Iniciávamos, então, os concertos no Theatro Circo com um concerto especial dos Capitão Fausto, que apresentaram Ponta Soltas em registo filme-concerto. Depois da apresentação no Curtas Vila do Conde, a banda lisboeta tocou os temas do mais recente disco Capitão Fausto Têm os Dias Contados acompanhado do documentário de Ricardo Oliveira, que nos demonstra de modo inteligente e bem humorado o processo de produção do referido disco. Desacatos e bloqueios criativos eram aqui conjugados de um modo subtil e cómico com explicações científicas, comparando o processo musical dos rapazes de Alvalade a conceitos complexos de mecânica quântica. A música, essa, surgia-nos em temas como “Corazón”, “Amanhã Tou Melhor” e “Morro na Praia”, com a banda em constante sair e entrar do palco. “Alvalade Chama Por Mim”, por outro lado, foi-nos introduzida com a história da batalha de Alvalade no século XIV, aqui enfatizada e narrada por Catarina Wallenstein, irmã do vocalista da banda. A intercalação entre filme e concerto foi uma abordagem feliz que se adequou ao conceito “sentado” do evento e deu resultado a uma das atuações mais interessantes da edição.
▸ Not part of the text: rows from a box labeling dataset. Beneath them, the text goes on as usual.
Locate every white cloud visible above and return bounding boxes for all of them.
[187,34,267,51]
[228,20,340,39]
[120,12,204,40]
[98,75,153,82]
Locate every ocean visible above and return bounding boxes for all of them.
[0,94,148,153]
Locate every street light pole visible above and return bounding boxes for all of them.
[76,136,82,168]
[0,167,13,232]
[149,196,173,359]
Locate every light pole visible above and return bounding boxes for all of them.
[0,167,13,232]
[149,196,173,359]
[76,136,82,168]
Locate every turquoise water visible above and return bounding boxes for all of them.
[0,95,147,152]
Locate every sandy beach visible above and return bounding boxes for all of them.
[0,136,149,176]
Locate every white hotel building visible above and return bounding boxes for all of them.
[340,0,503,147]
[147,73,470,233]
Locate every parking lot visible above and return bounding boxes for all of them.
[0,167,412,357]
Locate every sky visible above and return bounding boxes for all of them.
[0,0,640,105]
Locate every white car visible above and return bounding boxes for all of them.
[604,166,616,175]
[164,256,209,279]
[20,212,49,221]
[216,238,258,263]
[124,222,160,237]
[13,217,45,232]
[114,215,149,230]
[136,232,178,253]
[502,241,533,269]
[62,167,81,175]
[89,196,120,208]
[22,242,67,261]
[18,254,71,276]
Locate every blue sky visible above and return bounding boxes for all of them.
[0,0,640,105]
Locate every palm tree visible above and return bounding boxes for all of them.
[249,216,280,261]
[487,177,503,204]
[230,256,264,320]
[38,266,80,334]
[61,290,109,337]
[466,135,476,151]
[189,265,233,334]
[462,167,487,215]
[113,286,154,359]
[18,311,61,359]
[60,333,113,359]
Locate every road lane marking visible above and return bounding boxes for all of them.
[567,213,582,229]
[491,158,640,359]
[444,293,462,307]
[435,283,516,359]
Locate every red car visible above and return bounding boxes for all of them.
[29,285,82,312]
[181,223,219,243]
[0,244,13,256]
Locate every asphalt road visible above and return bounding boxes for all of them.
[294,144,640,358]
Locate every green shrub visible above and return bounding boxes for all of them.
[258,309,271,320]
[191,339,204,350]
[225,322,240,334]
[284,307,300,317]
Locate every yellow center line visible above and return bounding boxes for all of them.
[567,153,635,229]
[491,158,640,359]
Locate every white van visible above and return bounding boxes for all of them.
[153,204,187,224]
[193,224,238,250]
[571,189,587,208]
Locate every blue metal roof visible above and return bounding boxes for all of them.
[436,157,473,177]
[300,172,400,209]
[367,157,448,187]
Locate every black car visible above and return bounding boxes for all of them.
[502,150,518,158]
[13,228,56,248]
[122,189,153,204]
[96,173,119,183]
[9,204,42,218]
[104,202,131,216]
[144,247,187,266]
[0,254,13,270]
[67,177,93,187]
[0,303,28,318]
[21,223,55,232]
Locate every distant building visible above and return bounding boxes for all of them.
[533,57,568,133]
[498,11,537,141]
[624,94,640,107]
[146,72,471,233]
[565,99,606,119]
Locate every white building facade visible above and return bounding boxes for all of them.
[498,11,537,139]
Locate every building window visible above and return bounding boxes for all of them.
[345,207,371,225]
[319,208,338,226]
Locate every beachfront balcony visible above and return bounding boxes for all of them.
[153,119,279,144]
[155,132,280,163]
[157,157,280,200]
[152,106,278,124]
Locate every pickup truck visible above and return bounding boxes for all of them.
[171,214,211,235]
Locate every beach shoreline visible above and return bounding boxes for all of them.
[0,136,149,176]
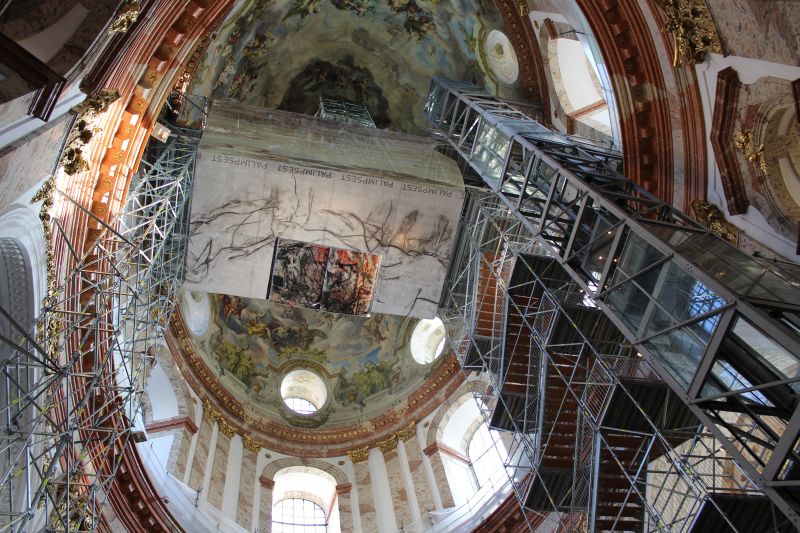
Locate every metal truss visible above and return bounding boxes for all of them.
[0,121,200,532]
[316,96,375,128]
[426,79,800,531]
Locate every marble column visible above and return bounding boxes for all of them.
[180,397,204,485]
[353,458,378,533]
[221,435,244,521]
[402,435,436,516]
[187,418,212,494]
[167,426,197,479]
[336,483,355,533]
[365,448,399,533]
[424,442,456,509]
[258,475,275,533]
[236,442,258,531]
[383,440,414,531]
[206,432,231,504]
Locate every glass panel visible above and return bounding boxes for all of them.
[645,262,726,344]
[639,220,699,249]
[606,282,650,335]
[644,328,705,389]
[711,360,772,406]
[471,119,510,180]
[612,234,664,293]
[732,317,800,392]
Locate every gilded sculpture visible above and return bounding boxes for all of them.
[108,0,142,34]
[691,200,739,244]
[733,130,767,174]
[658,0,722,67]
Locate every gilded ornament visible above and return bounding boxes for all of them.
[397,422,417,442]
[347,446,369,463]
[657,0,722,67]
[242,435,264,453]
[691,200,739,244]
[733,130,767,174]
[378,434,397,453]
[108,0,142,35]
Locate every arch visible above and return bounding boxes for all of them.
[261,457,350,487]
[425,380,488,447]
[0,205,47,316]
[0,237,38,512]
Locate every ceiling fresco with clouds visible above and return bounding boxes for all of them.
[184,295,436,427]
[189,0,521,133]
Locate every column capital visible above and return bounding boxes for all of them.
[258,474,275,490]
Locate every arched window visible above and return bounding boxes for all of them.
[441,393,508,506]
[272,498,328,533]
[467,422,508,487]
[272,466,341,533]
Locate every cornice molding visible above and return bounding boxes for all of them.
[166,313,464,462]
[145,416,197,435]
[577,0,680,207]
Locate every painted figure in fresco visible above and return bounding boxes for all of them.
[331,0,376,17]
[387,0,436,41]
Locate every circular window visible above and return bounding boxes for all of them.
[410,317,447,365]
[484,30,519,85]
[281,370,328,415]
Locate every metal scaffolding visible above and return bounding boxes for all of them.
[316,96,375,128]
[0,118,200,532]
[426,79,800,531]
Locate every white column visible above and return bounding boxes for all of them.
[200,422,219,501]
[222,435,244,521]
[367,448,397,533]
[397,439,422,522]
[342,460,363,533]
[251,448,267,530]
[181,395,203,485]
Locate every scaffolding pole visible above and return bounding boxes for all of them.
[0,121,200,532]
[432,79,800,531]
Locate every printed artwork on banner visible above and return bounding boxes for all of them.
[268,239,380,315]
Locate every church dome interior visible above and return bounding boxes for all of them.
[0,0,800,533]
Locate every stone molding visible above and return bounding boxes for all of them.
[167,313,464,457]
[145,416,198,435]
[423,442,472,465]
[711,67,750,215]
[0,237,34,330]
[578,0,680,203]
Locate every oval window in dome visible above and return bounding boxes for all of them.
[409,317,447,365]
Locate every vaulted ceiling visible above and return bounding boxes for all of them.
[189,0,521,132]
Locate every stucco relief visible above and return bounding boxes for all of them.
[193,295,432,426]
[711,68,800,247]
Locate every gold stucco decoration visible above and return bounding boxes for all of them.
[691,200,739,244]
[658,0,722,67]
[397,422,417,442]
[733,130,767,174]
[61,89,119,176]
[242,435,264,453]
[347,446,369,463]
[108,0,142,34]
[203,400,236,439]
[378,433,397,453]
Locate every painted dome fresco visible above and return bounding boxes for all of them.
[175,293,454,428]
[188,0,522,133]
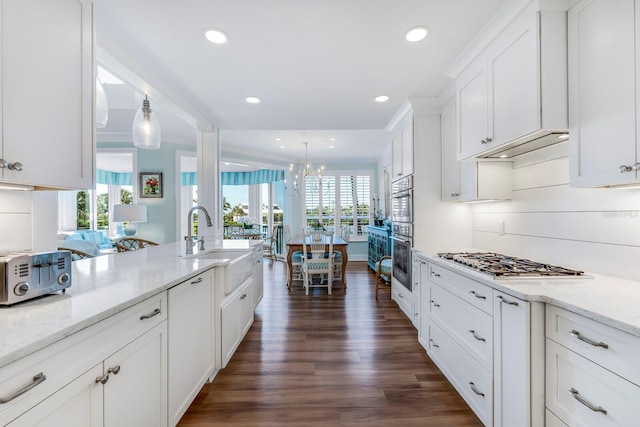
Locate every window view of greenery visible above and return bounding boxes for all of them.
[76,188,133,230]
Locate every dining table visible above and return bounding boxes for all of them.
[287,234,349,290]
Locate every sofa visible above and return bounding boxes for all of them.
[58,230,114,250]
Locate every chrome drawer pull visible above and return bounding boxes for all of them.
[0,372,47,403]
[469,381,484,397]
[140,308,162,320]
[498,295,520,306]
[469,329,487,342]
[569,329,609,348]
[569,387,607,414]
[469,291,487,299]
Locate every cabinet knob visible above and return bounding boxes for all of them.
[96,374,109,384]
[9,162,22,172]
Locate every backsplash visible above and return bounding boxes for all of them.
[472,143,640,280]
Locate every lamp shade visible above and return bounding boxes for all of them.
[113,205,147,236]
[113,205,147,222]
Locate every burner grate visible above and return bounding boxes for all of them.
[438,252,584,278]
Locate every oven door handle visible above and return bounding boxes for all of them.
[391,236,411,244]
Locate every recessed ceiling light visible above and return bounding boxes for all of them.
[204,30,229,44]
[404,27,429,42]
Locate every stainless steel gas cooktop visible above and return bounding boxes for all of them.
[438,252,586,279]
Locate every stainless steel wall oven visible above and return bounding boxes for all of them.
[391,175,413,291]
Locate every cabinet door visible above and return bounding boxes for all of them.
[2,0,95,189]
[104,322,167,427]
[493,291,531,427]
[7,363,104,427]
[253,247,264,308]
[240,279,255,341]
[402,119,413,175]
[568,0,637,186]
[168,271,214,425]
[440,99,460,200]
[220,294,240,368]
[456,63,489,159]
[486,7,541,148]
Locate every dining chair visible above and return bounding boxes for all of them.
[333,225,351,280]
[116,237,158,252]
[262,225,281,262]
[302,230,333,295]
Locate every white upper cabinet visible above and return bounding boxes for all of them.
[0,0,95,189]
[568,0,640,186]
[456,2,568,159]
[441,98,513,202]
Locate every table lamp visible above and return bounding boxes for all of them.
[113,205,147,236]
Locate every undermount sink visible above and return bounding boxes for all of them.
[193,250,253,296]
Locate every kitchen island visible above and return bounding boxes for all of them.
[0,241,261,426]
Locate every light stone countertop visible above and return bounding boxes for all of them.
[0,240,262,368]
[418,254,640,337]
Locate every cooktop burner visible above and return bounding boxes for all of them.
[438,252,584,278]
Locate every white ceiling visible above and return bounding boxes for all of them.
[96,0,504,167]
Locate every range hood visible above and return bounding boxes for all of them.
[476,129,569,159]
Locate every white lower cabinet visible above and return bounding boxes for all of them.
[420,262,545,427]
[391,279,415,326]
[0,293,167,427]
[7,364,104,427]
[104,322,167,427]
[168,270,215,426]
[220,277,254,368]
[546,306,640,427]
[429,322,493,426]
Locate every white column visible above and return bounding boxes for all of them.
[196,130,223,242]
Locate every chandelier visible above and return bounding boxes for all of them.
[284,142,324,196]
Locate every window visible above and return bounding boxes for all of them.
[305,172,372,241]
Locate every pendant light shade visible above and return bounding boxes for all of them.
[133,95,160,150]
[96,79,109,129]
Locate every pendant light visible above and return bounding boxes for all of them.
[96,78,109,129]
[133,94,160,150]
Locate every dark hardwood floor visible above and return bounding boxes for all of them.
[179,260,482,427]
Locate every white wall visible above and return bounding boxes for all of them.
[472,143,640,280]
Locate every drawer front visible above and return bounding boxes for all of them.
[546,305,640,385]
[428,262,493,314]
[544,409,568,427]
[429,324,493,426]
[546,339,640,427]
[391,283,413,322]
[429,285,493,372]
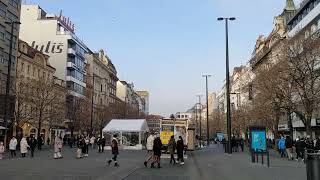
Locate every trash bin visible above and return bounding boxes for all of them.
[306,151,320,180]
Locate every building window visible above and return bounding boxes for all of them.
[7,11,19,22]
[9,0,20,8]
[0,25,6,40]
[304,30,310,39]
[0,2,7,18]
[21,63,24,72]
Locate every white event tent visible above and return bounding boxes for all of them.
[102,119,149,149]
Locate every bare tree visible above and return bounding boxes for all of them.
[28,78,63,137]
[281,35,320,135]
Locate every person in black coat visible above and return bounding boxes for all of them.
[295,139,306,160]
[177,136,184,165]
[151,137,162,168]
[29,135,38,157]
[108,134,119,167]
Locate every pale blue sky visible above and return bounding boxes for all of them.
[23,0,299,115]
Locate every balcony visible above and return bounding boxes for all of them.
[68,48,76,56]
[67,61,77,69]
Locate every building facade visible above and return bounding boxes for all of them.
[15,41,65,140]
[0,0,21,128]
[136,91,149,115]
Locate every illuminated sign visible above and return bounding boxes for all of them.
[31,41,63,54]
[58,10,75,33]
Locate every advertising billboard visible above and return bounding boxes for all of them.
[250,128,267,152]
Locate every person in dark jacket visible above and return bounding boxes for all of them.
[296,139,306,161]
[99,136,106,153]
[315,137,320,151]
[239,137,244,152]
[168,135,177,164]
[177,136,184,165]
[29,135,38,157]
[285,136,293,160]
[107,134,119,167]
[151,137,162,168]
[38,136,43,151]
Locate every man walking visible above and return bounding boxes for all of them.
[278,136,286,158]
[177,136,184,165]
[108,134,119,167]
[285,136,293,160]
[29,135,38,157]
[9,136,18,158]
[144,133,155,167]
[168,135,177,164]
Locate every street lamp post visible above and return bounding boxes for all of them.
[3,21,21,147]
[218,17,236,154]
[202,75,211,146]
[90,73,95,135]
[198,95,202,147]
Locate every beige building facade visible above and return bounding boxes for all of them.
[0,0,21,124]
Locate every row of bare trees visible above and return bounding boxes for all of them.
[214,36,320,137]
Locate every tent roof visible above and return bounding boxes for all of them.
[102,119,149,132]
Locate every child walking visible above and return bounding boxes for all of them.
[108,134,119,167]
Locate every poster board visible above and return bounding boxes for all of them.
[249,126,267,152]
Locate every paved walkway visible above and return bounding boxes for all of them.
[0,145,306,180]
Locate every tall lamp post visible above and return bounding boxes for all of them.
[3,21,21,147]
[218,17,236,154]
[197,95,202,147]
[202,75,211,146]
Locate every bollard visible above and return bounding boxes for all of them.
[306,152,320,180]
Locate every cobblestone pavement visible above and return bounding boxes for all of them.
[0,145,306,180]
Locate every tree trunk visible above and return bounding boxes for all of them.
[287,111,293,139]
[37,111,42,138]
[305,115,313,138]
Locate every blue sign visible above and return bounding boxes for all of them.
[251,130,267,152]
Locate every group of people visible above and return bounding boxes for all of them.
[144,133,184,168]
[0,135,62,159]
[276,135,320,161]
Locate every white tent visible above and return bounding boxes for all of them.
[102,119,149,149]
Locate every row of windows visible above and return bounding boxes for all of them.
[9,0,21,8]
[288,0,320,30]
[20,63,51,79]
[67,69,84,82]
[67,81,84,94]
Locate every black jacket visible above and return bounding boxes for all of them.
[286,137,293,148]
[177,139,184,153]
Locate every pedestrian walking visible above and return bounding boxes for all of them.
[53,136,63,159]
[84,136,90,157]
[76,137,84,159]
[239,137,244,152]
[151,137,162,168]
[168,135,177,164]
[315,137,320,151]
[285,136,293,160]
[278,136,286,158]
[38,136,43,151]
[177,136,184,165]
[143,133,155,167]
[108,134,119,167]
[96,136,102,153]
[9,136,18,158]
[100,136,106,153]
[0,141,4,160]
[295,138,306,161]
[90,136,96,149]
[29,135,38,157]
[20,137,30,158]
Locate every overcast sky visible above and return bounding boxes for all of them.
[23,0,299,116]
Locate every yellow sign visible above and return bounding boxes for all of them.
[160,131,173,145]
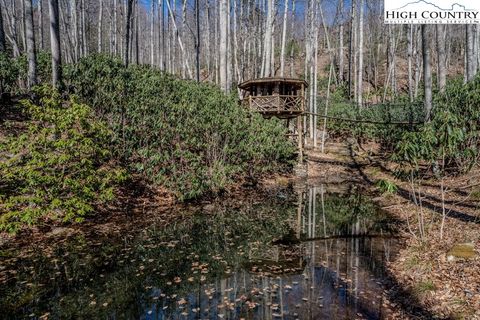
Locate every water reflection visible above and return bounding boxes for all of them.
[0,185,397,319]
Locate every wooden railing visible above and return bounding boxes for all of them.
[242,95,304,113]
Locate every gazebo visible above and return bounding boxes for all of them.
[238,77,308,163]
[238,78,308,119]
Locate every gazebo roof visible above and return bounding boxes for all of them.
[238,77,308,90]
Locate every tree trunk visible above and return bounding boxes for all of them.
[150,0,155,66]
[422,24,432,122]
[263,0,275,77]
[280,0,288,77]
[465,24,476,81]
[123,0,133,67]
[195,0,200,82]
[357,0,364,107]
[338,0,345,82]
[407,24,413,102]
[219,0,229,92]
[24,0,37,89]
[80,0,88,57]
[348,0,356,98]
[436,24,447,93]
[48,0,62,88]
[97,0,103,53]
[38,0,45,50]
[290,0,296,78]
[0,2,7,53]
[112,0,118,56]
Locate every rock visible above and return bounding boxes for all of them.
[293,164,308,178]
[47,227,75,237]
[447,242,477,261]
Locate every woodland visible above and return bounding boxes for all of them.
[0,0,480,319]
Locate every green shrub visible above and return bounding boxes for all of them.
[394,77,480,172]
[375,179,398,194]
[0,87,126,231]
[65,56,295,200]
[0,53,19,98]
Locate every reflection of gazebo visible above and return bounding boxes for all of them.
[238,78,308,119]
[238,78,308,163]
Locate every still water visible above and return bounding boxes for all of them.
[0,185,399,319]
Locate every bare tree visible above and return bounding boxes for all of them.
[357,0,365,107]
[219,0,229,92]
[280,0,288,77]
[262,0,275,77]
[24,0,37,89]
[422,24,432,121]
[123,0,133,67]
[38,0,45,50]
[48,0,62,88]
[465,24,476,81]
[0,2,7,52]
[150,0,155,66]
[407,24,414,102]
[338,0,345,82]
[97,0,104,53]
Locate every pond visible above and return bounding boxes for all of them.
[0,185,399,319]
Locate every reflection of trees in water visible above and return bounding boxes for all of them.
[0,186,400,319]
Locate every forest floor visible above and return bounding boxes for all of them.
[307,141,480,319]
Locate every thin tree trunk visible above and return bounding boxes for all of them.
[348,0,356,98]
[167,1,193,79]
[123,0,133,67]
[0,2,7,52]
[112,0,118,56]
[70,0,80,62]
[338,0,345,82]
[357,0,365,107]
[48,0,62,88]
[150,0,155,66]
[290,0,296,78]
[280,0,289,77]
[38,0,45,50]
[422,24,432,122]
[195,0,200,82]
[465,24,476,81]
[219,0,229,92]
[80,0,88,57]
[24,0,37,89]
[436,24,447,93]
[263,0,275,77]
[407,24,413,102]
[97,0,103,53]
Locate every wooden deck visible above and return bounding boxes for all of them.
[242,95,305,119]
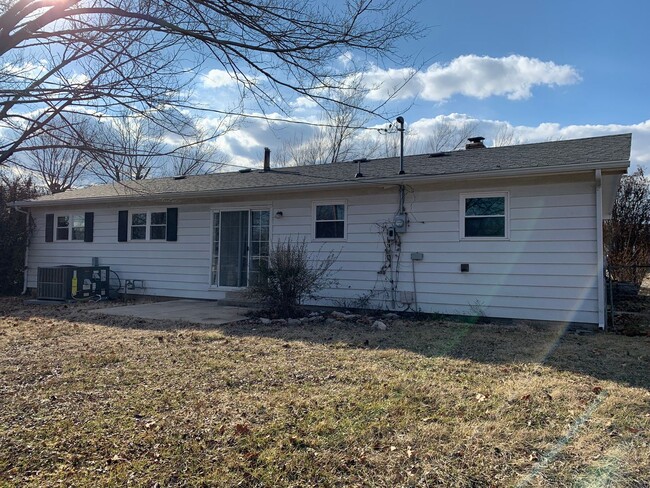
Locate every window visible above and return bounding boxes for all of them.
[72,215,86,241]
[314,203,345,239]
[56,215,86,241]
[460,192,508,239]
[131,212,167,241]
[131,212,147,241]
[149,212,167,240]
[56,215,70,241]
[117,207,178,242]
Julien Baker apresentava-se de seguida, assumindo o estatuto de cabeça de cartaz e grande destaque da noite. Com um Theatro Circo notoriamente menos lotado que a noite anterior, Julien Baker apresentou-se pela segunda vez no nosso país, desta vez com o belíssimo Turn Out The Lights na bagagem. Sozinha em palco e com apenas um piano e uma guitarra, Baker iniciou o concerto com “Appointments”, single de avanço do seu mais recente disco. A delicadeza dos seus temas ganhou vida na sua performance, com a voz de Baker a apresentar-se surpreendentemente firme e confiante, opondo-se à personagem tímida que nos abordava esporadicamente com envergonhados “obrigados”. Quando um membro do público manifestou o seu entusiasmo pela cantautora americana com um “amo-te”, esta de imediato referiu o peso que a palavra carrega consigo, considerando a expressão como algo demasiado forte. Considerações como estas podem ser observadas em temas como “Televangelist”, “Shadowboxing” e “Sour Breath”, que não escaparam ao alinhamento. As frustrações e os fantasmas de Baker foram trazidos ao de cima com “Claws On Your Back”, uma bonita peça tocada em piano que manifesta os santos e demónios que a cantautora, cristã e queer convicta, já não consegue diferenciar. “Something” terminou o concerto com mais um momento de grande emoção, e não será difícil imaginar alguns olhos lacrimejantes entre o público do Theatro Circo.


O serão emocional e intimista continuaria mais ao lado no gnration com Luís Severo e os temas do seu mais recente disco homónimo. Tal como Julien Baker, também Severo se apresentou a solo, acompanhado apenas por um piano em temas como “Amor Verdade” e ainda “Canto Diferente”, tema que integra o seu primeiro disco Cara d’Anjo. “Cabanas do Bonfim” foi uma agradável surpresa no alinhamento, com o cantautor a interpretar um dos temas que deu a conhecer Flamingos, o seu projeto colaborativo com Coelho Radioactivo. “Boa Companhia”, agora de guitarra ao peito, trouxe a boa disposição à Blackbox e o maior sing-along por parte do público que conhece já os seus mais recentes temas de cor. “Ainda é Cedo” terminou o concerto da melhor maneira, com o cantautor a pedir um palco sem luzes nem som, explorando o lado mais íntimo das suas canções com a contribuição fulcral do público, que voltou a acompanhar em uníssono as palavras de Luís Severo.

Para os mais bravos e sedentos por um pouco de dança e animação, a noite continuou com a house festiva de Moullinex. Da minha parte, decidi optar pelo conceito original do festival: o do conforto e da intimidade, partindo, assim, após duas belíssimas e delicadas atuações.